We all obviously know not to stare into the sun – it could be catastrophic for your vision health. If you want to enjoy this phenomenon fully, be sure to take some precautions. If you want specifics on the science behind eclipse safety, NASA has thorough resources. There are plenty of things to keep in mind while enjoying the solar eclipse.
- Never look at the sun without eye protection. It can’t be emphasized enough. The damage you may cause to your eyes could be irreversible. Why risk it?
- Don’t look at the sun, uneclipsed or partially, through unfiltered cameras or other viewing devices like binoculars or telescopes.
- Utilize solar eclipse glasses when viewing a celestial event. Sunglasses are not strong enough to protect your vision during an eclipse.
- A welder’s helmet may be an option as well – but make sure it is up to code. Shade 12 or higher is sufficient, but not all Welder’s glasses/helmets provide that much protection.
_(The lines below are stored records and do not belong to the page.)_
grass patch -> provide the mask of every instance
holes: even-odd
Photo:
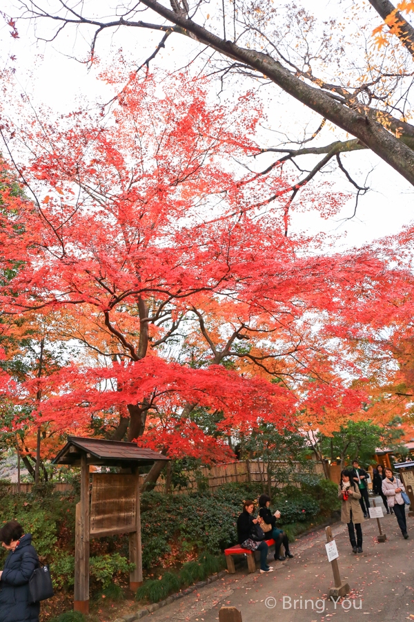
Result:
[[[204,581],[210,574],[219,572],[226,565],[224,556],[216,557],[210,553],[200,555],[198,561],[187,562],[178,574],[166,572],[159,579],[146,581],[137,590],[137,601],[158,603],[169,594],[188,587],[197,581]]]
[[[80,611],[66,611],[52,618],[50,622],[86,622],[85,616]]]

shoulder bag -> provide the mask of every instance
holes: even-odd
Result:
[[[39,563],[40,564],[40,562]],[[55,596],[50,569],[48,565],[41,565],[33,570],[33,574],[29,579],[29,603],[39,603],[39,601],[46,601]]]
[[[262,540],[266,539],[264,531],[263,531],[259,523],[256,523],[255,525],[254,522],[252,523],[250,529],[250,538],[253,540],[253,542],[262,542]]]

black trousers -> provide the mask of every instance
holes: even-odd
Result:
[[[384,503],[384,507],[385,507],[386,510],[388,510],[388,503],[386,501],[386,497],[385,496],[385,495],[384,494],[382,491],[380,491],[379,492],[377,493],[377,494],[379,495],[379,496],[382,499],[382,502]]]
[[[394,513],[397,516],[400,529],[403,534],[405,533],[407,530],[407,524],[405,518],[405,503],[403,503],[402,505],[395,503],[394,505]]]
[[[289,538],[284,533],[284,531],[283,532],[283,534],[279,534],[275,540],[275,554],[276,555],[276,557],[278,557],[280,555],[280,547],[282,545],[285,547],[285,551],[286,552],[286,553],[288,553]]]
[[[369,514],[368,511],[368,508],[369,507],[369,499],[368,498],[368,489],[367,488],[360,488],[359,492],[361,493],[361,498],[359,499],[359,505],[361,506],[361,509],[364,512],[364,514]],[[365,502],[365,504],[364,503]]]

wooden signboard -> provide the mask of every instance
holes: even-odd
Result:
[[[136,480],[135,475],[126,473],[92,474],[91,538],[136,531]]]
[[[399,473],[398,475],[401,477],[402,480],[402,483],[404,484],[406,489],[406,492],[408,496],[408,498],[411,501],[410,505],[410,511],[408,512],[408,516],[414,516],[414,471],[413,469],[410,469],[409,471],[407,469],[406,471],[402,471],[401,473]]]

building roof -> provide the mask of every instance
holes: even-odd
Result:
[[[52,462],[55,464],[78,466],[81,455],[84,454],[89,464],[106,466],[137,466],[170,460],[152,449],[139,447],[135,443],[68,436],[68,442]]]
[[[413,466],[414,466],[414,462],[413,462],[413,460],[408,460],[407,462],[397,462],[394,464],[395,469],[404,469],[406,466],[409,466],[412,469]]]

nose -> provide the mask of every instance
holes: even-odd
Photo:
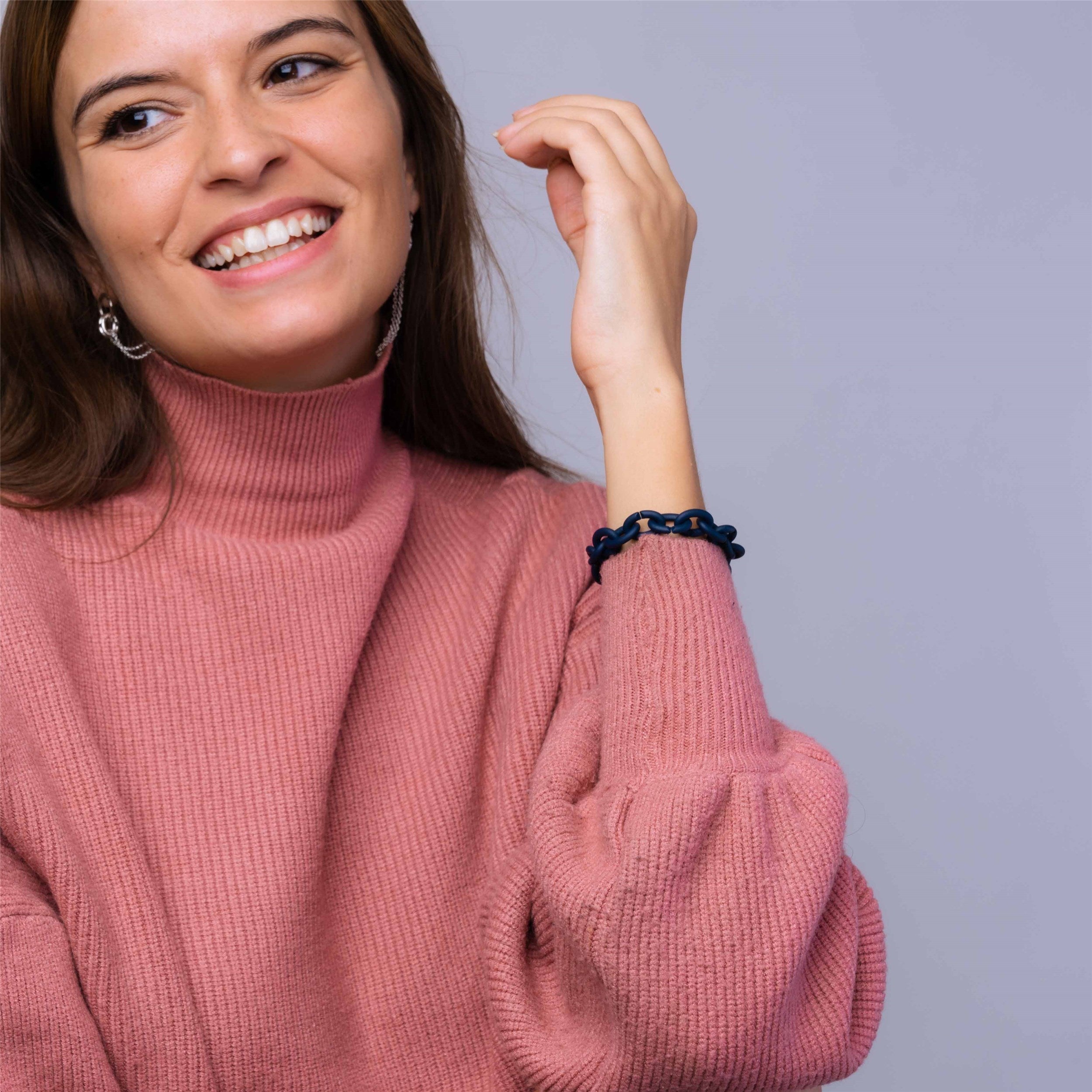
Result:
[[[258,104],[222,99],[203,118],[201,181],[258,185],[268,168],[286,162],[289,142]]]

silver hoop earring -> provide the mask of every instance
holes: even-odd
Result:
[[[130,360],[143,360],[150,353],[155,352],[146,342],[133,346],[121,344],[118,337],[118,317],[114,312],[114,300],[109,296],[103,296],[98,301],[98,332],[107,341],[114,342],[118,352],[124,353]]]
[[[410,213],[410,250],[413,250],[413,213]],[[391,322],[387,329],[387,336],[379,343],[379,348],[376,349],[376,356],[380,357],[383,355],[383,349],[399,332],[399,328],[402,325],[402,298],[405,294],[406,285],[406,271],[402,270],[402,276],[399,277],[399,283],[394,286],[394,295],[391,302]]]

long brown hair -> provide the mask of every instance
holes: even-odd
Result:
[[[10,0],[0,29],[0,503],[12,508],[83,507],[124,492],[161,452],[177,476],[141,363],[99,335],[97,304],[73,257],[91,248],[69,203],[51,110],[74,8]],[[510,307],[512,293],[475,203],[459,110],[405,3],[357,8],[397,96],[420,194],[382,424],[417,448],[573,480],[531,447],[486,359],[476,254],[499,274]],[[140,341],[118,311],[122,340]]]

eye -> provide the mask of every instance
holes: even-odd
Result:
[[[166,110],[161,110],[155,106],[127,106],[123,109],[115,110],[103,124],[103,136],[106,140],[126,136],[140,136],[157,126],[163,124],[162,120],[156,120],[156,115],[162,114],[167,117]]]
[[[269,81],[270,83],[294,83],[309,80],[324,69],[334,67],[334,61],[321,60],[318,57],[289,57],[273,66],[270,70]]]

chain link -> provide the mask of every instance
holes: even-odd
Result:
[[[690,526],[691,519],[693,519],[697,526]],[[640,520],[649,521],[648,531],[640,530],[638,526]],[[667,525],[668,520],[672,521],[670,526]],[[614,531],[610,527],[600,527],[592,535],[592,545],[585,547],[587,549],[587,563],[592,567],[592,579],[597,584],[602,584],[603,579],[600,577],[600,567],[608,557],[617,554],[631,539],[637,538],[639,535],[666,535],[672,533],[686,535],[688,538],[704,536],[724,550],[729,569],[732,568],[733,560],[737,557],[743,557],[746,553],[743,546],[735,542],[736,529],[731,523],[717,525],[713,522],[713,517],[703,508],[688,508],[685,512],[677,514],[674,512],[655,512],[645,508],[627,515],[620,527]]]

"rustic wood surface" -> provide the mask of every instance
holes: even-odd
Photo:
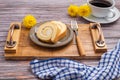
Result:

- If you normally use glasses, leave them on for this event and put eclipse glasses over them.
- Be sure to inspect your solar filter in your protective eyewear or if placed over a lens (telescope, camera) – if it’s scratched or damaged, you should replace it.
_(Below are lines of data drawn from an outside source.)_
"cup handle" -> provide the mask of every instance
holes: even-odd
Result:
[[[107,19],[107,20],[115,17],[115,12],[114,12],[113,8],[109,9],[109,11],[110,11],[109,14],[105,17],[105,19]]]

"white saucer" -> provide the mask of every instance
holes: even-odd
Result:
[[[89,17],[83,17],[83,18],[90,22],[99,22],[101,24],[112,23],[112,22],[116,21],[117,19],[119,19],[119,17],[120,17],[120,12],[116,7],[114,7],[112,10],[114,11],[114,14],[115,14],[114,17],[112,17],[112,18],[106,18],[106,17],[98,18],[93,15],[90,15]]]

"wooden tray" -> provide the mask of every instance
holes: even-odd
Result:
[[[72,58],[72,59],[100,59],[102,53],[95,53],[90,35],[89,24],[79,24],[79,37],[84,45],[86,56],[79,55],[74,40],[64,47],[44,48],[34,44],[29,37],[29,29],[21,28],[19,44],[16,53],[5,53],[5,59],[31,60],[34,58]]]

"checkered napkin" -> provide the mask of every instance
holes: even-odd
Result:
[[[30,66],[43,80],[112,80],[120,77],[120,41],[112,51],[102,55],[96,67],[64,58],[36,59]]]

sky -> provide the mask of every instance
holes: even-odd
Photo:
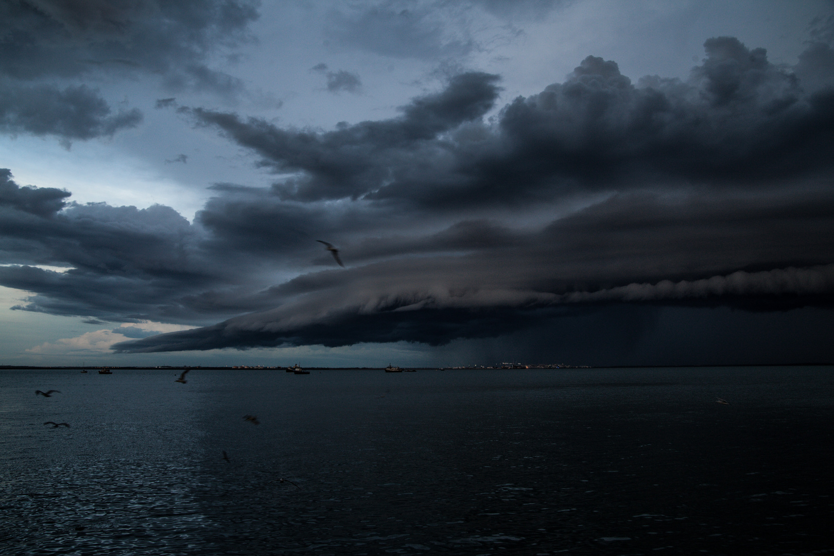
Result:
[[[0,20],[0,364],[834,361],[834,3]]]

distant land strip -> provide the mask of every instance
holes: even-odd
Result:
[[[831,367],[834,363],[744,363],[731,364],[709,364],[709,365],[583,365],[581,367],[530,367],[530,368],[500,368],[500,367],[404,367],[403,368],[411,368],[418,371],[431,370],[505,370],[505,371],[535,371],[535,370],[575,370],[588,368],[701,368],[708,367]],[[286,367],[264,367],[264,366],[137,366],[137,367],[113,367],[109,365],[96,365],[83,367],[49,367],[45,365],[0,365],[0,370],[79,370],[79,369],[99,369],[109,368],[113,371],[138,371],[148,369],[182,371],[185,369],[199,369],[205,371],[280,371],[286,369]],[[384,367],[304,367],[309,371],[383,371]]]

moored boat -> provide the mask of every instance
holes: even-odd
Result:
[[[292,373],[294,373],[295,374],[309,374],[310,373],[309,371],[305,371],[304,369],[301,368],[301,366],[299,365],[299,363],[295,363],[294,365],[293,365],[292,367],[290,367],[289,368],[288,368],[287,372],[288,373],[292,372]]]

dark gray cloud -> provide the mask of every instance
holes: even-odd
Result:
[[[329,72],[327,64],[324,62],[310,68],[311,72],[318,72],[327,78],[327,90],[330,93],[359,93],[362,88],[362,80],[356,73],[340,69],[337,72]]]
[[[347,91],[358,93],[362,88],[362,80],[359,76],[340,69],[338,72],[327,73],[327,90],[330,93]]]
[[[27,310],[227,318],[126,352],[442,346],[571,319],[643,337],[657,308],[830,311],[834,93],[736,39],[706,48],[688,80],[636,85],[589,57],[491,121],[499,78],[482,73],[331,131],[180,108],[294,176],[216,184],[189,223],[166,207],[66,204],[4,174],[0,284],[32,292]],[[603,323],[623,306],[644,308],[643,324]]]
[[[304,172],[302,178],[276,186],[285,198],[358,198],[398,175],[402,179],[403,172],[413,174],[415,163],[422,166],[426,159],[437,158],[442,150],[435,143],[438,136],[485,114],[498,97],[497,81],[498,76],[489,73],[458,75],[444,91],[403,107],[397,118],[362,122],[328,133],[283,129],[264,119],[244,120],[203,108],[188,112],[257,152],[263,165]],[[420,170],[425,173],[425,168]]]
[[[84,85],[62,90],[0,81],[0,133],[55,135],[68,142],[111,136],[142,121],[138,108],[112,112],[98,91]]]
[[[631,195],[535,233],[460,223],[423,238],[366,241],[343,247],[353,261],[346,271],[305,274],[270,288],[275,308],[122,348],[438,345],[624,302],[831,307],[832,208],[830,193],[755,200]]]
[[[18,187],[12,172],[0,168],[0,210],[13,210],[49,217],[63,208],[72,193],[55,188]]]
[[[113,111],[76,83],[97,74],[158,75],[168,90],[232,98],[243,83],[206,65],[208,55],[247,40],[256,0],[0,2],[0,133],[64,142],[109,136],[141,113]]]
- Make sure your eclipse glasses meet safety standards. Some glasses purchased on Amazon are being refunded as they do not meet minimum safety requirements. Look out for an ISO rating on your glasses – more than just the ISO logo which even illegitimate glasses may print on their side.
- Perhaps most importantly, supervise children viewing the eclipse and make sure they leave their eye protection on at all times – their eyes are even more sensitive than adults.
- If you still have concerns, don’t hesitate to speak with your eye doctor for more information.
If you’re unable to go outside to enjoy this event, NASA will be live-streaming the event so you don’t have to miss a thing! In the Peoria area, the moon will start to cover the sun around 11:50 AM, with maximum coverage at 1:18 pm. If possible, please take a step outside to enjoy this amazing event. You don’t have to take our word for it – eclipse chasers can vouch for what a breath-taking experience enjoying these events can be.